Christoph Hellwig <hch@xxxxxx> · Tue, 29 Aug 2017 16:55:59 +0200

On Tue, Aug 29, 2017 at 10:54:17AM -0400, Keith Busch wrote:
> On Wed, Aug 23, 2017 at 07:58:15PM +0200, Christoph Hellwig wrote:
> > +	/* Anything else could be a path failure, so should be retried */
> > +	spin_lock_irqsave(&ns->head->requeue_lock, flags);
> > +	blk_steal_bios(&ns->head->requeue_list, req);
> > +	spin_unlock_irqrestore(&ns->head->requeue_lock, flags);
> > +
> > +	nvme_reset_ctrl(ns->ctrl);
> > +	kblockd_schedule_work(&ns->head->requeue_work);
> > +	return true;
> > +}
> 
> It appears this isn't going to cause the path selection to failover for
> the requeued work. The bio's bi_disk is unchanged from the failed path when the
> requeue_work submits the bio again so it will use the same path, right? 

Oh.  This did indeed break with the bi_bdev -> bi_disk refactoring
I did just before sending this out.

> It also looks like new submissions will get a new path only from the
> fact that the original/primary is being reset. The controller reset
> itself seems a bit heavy-handed. Can we just set head->current_path to
> the next active controller in the list?

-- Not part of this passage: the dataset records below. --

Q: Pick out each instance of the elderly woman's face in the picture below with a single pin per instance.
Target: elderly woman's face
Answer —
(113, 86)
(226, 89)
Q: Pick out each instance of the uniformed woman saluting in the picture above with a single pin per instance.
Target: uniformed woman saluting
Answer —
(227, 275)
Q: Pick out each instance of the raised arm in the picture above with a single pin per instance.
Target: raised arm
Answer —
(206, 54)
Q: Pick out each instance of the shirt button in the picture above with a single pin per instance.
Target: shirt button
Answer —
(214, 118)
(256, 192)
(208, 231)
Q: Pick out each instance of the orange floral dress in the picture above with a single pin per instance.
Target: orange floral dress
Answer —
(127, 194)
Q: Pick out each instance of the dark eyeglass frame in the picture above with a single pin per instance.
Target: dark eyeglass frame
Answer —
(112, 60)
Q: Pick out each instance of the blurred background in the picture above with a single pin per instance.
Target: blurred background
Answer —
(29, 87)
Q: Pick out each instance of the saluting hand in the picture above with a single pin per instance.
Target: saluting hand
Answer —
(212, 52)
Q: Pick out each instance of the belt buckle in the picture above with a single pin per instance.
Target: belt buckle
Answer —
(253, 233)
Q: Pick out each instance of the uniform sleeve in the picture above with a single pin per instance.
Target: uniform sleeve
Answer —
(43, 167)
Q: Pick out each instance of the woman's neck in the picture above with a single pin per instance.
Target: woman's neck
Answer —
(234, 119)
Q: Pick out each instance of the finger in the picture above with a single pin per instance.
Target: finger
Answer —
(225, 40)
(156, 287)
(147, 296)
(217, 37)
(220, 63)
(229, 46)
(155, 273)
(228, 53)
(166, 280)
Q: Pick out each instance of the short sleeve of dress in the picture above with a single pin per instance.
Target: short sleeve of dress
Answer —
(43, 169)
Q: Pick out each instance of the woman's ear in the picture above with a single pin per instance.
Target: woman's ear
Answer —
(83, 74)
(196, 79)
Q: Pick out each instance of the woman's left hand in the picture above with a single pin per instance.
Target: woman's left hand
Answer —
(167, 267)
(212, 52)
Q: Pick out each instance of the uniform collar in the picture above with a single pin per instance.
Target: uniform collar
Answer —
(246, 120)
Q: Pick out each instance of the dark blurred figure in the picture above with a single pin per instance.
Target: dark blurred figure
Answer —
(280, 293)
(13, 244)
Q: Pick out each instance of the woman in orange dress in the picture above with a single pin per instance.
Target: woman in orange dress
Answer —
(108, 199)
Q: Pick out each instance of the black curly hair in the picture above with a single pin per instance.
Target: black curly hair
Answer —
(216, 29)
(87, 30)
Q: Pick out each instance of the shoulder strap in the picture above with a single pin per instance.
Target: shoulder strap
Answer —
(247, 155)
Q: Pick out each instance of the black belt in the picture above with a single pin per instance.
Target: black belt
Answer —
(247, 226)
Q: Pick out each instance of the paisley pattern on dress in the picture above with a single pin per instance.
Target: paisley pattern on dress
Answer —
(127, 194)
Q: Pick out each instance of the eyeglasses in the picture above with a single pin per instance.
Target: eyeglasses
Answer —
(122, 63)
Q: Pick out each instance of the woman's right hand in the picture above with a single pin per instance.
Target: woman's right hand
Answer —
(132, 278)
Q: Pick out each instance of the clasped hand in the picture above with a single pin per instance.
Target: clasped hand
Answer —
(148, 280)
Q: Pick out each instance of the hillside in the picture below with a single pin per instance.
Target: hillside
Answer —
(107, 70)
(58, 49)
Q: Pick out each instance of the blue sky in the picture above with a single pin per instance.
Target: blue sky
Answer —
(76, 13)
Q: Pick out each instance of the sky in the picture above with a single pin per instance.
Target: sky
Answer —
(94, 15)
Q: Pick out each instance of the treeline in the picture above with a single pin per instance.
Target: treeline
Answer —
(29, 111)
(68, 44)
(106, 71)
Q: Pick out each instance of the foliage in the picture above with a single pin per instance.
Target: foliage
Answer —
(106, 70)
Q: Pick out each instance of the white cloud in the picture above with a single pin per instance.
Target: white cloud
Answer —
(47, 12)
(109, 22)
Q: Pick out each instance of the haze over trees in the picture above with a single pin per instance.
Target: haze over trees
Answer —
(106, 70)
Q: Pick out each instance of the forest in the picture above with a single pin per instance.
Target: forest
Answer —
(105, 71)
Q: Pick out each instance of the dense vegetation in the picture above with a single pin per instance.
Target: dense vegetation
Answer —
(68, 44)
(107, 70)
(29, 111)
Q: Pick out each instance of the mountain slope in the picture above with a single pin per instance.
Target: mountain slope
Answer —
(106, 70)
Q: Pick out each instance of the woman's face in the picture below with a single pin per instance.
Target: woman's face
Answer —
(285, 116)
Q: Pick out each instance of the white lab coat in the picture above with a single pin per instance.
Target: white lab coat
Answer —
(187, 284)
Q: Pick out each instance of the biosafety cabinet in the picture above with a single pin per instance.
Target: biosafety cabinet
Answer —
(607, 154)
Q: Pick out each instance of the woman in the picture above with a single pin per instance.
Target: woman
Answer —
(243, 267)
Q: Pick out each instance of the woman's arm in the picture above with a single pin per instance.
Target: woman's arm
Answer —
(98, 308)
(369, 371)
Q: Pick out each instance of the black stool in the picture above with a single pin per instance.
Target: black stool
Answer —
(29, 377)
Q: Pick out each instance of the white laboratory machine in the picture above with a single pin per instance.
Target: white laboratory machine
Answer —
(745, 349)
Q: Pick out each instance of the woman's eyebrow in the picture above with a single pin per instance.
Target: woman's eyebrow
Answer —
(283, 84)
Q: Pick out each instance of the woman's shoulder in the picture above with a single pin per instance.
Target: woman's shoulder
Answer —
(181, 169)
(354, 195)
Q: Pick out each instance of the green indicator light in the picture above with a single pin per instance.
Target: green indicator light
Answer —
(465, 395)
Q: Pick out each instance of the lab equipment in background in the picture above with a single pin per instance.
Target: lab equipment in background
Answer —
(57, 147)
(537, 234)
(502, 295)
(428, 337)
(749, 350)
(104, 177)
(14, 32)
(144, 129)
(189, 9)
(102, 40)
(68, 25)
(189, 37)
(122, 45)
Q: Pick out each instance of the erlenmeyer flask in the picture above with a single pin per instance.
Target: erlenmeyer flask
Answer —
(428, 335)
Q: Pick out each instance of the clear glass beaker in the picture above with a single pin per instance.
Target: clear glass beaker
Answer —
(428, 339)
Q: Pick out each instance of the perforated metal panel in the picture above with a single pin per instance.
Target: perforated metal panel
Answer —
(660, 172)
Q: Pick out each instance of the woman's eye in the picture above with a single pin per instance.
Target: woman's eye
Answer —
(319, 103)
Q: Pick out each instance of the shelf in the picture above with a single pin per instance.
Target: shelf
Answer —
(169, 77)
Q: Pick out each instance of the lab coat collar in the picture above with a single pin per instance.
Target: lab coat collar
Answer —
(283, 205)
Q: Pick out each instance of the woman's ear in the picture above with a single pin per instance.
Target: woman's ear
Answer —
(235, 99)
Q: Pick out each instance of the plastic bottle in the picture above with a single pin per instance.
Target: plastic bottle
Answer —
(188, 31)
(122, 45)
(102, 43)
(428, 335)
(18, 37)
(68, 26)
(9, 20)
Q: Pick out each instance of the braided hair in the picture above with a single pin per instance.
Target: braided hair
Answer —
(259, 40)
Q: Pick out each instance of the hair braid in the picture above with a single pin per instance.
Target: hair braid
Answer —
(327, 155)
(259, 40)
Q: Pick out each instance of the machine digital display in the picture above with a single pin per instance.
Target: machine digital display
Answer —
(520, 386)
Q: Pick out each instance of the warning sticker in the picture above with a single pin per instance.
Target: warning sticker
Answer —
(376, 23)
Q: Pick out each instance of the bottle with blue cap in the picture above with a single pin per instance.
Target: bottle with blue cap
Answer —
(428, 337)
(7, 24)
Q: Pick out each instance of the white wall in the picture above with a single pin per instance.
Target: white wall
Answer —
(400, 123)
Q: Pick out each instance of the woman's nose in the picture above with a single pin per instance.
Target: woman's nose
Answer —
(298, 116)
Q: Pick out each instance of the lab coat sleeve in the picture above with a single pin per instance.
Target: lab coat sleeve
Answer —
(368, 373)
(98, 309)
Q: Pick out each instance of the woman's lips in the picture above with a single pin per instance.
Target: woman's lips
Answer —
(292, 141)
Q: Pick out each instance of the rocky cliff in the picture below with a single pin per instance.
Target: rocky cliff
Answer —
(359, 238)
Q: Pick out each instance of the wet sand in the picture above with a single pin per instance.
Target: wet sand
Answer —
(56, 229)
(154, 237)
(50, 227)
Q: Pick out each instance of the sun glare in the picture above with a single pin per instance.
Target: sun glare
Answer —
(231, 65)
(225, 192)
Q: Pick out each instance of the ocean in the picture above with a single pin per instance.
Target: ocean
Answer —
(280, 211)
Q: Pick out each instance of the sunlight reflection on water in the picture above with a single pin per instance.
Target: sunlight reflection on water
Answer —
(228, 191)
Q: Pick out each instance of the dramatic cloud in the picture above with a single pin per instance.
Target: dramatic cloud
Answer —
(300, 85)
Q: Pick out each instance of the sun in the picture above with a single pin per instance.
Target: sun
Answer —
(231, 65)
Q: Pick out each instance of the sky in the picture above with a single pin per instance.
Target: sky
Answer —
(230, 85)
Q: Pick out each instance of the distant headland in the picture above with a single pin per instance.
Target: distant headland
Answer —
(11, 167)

For ANA we'll have to do that anyway, but if we got a failure
that clearly indicates a path failure what benefit is there in not
resetting the controller?  But yeah, maybe we can just switch the
path for non-ANA controllers and wait for timeouts to do their work.

> 
> > +static void nvme_requeue_work(struct work_struct *work)
> > +{
> > +	struct nvme_ns_head *head =
> > +		container_of(work, struct nvme_ns_head, requeue_work);
> > +	struct bio *bio, *next;
> > +
> > +	spin_lock_irq(&head->requeue_lock);
> > +	next = bio_list_get(&head->requeue_list);
> > +	spin_unlock_irq(&head->requeue_lock);
> > +
> > +	while ((bio = next) != NULL) {
> > +		next = bio->bi_next;
> > +		bio->bi_next = NULL;
> > +		generic_make_request_fast(bio);
> > +	}
> > +}
> 
> Here, I think we need to reevaluate the path (nvme_find_path) and set
> bio->bi_disk accordingly.

Yes.  Previously this was opencoded and always used head->disk, but
I messed it up last minute.  In the end it still worked for my cases
because the controller would either already be reset or fail all
I/O, but this behavior clearly is not intended and suboptimal.